Half scan can be used when scan times are long, the signal to noise ratio is not critical and where full spatial resolution is required. Half scan is particularly appropriate for scans with a large field of view and relatively thick slices; and, in 3D scans with many slices. In some fast scanning techniques the use of Half scan enables a shorter TE thus improving contrast. For this reason, the Half scan parameter is located in the contrast menu.

More information about scan time reduction; see also partial fourier technique.

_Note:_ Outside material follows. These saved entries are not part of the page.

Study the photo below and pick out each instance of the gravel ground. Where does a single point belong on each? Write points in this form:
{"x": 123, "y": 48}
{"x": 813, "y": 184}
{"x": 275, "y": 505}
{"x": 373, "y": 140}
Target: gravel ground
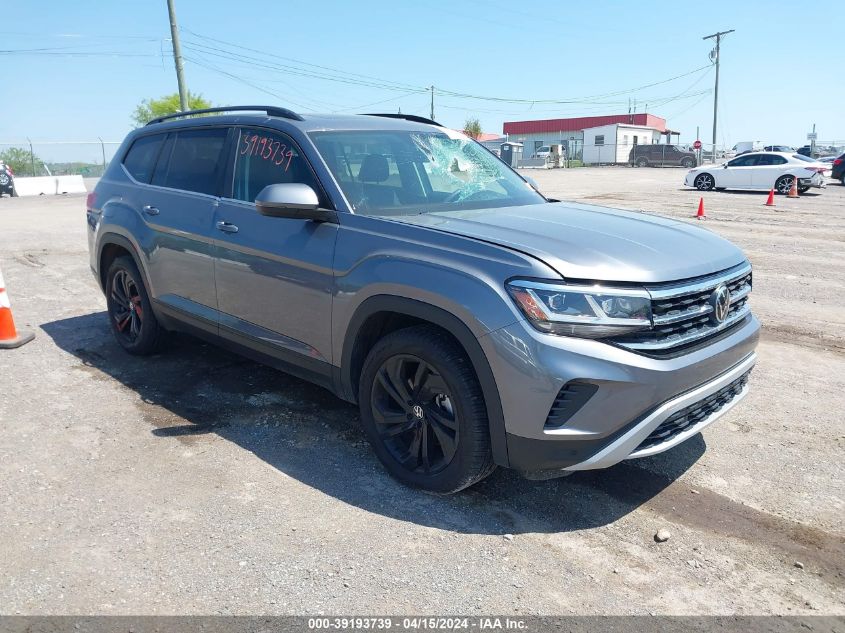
{"x": 197, "y": 482}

Inhomogeneity is the degree of lack of homogeneity, for example the fractional deviation of the local magnetic field from the average value of the field. Inhomogeneities of the static magnetic field, produced by the scanner as well as by object susceptibility, is unavoidable in MRI. The large value of gyromagnetic coefficient causes a significant frequency shift even for few parts per million field inhomogeneity, which in turn causes distortions in both geometry and intensity of the MR images.
Manufacturers try to make the magnetic field as homogeneous as possible, especially at the core of the scanner. Even with an ideal magnet, a little inhomogeneity is always left and is caused in addition by the susceptibility of the imaging object. The geometrical distortion (displacement of the pixel locations) are important e.g., for some cases as stereotactic surgery. Displacements up to 3 to 5 mm have been reported. The second problem is the undesired changes in the intensity or brightness of pixels, which may cause problems in determining different tissues and reduce the maximum achievable image resolution.

General strategies for reducing field inhomogeneity induced artifacts:
Increasing the strength of the gradient magnetic field.
Decreasing the echo time.
Improving the image resolution. Phase encoding. Postprocessing.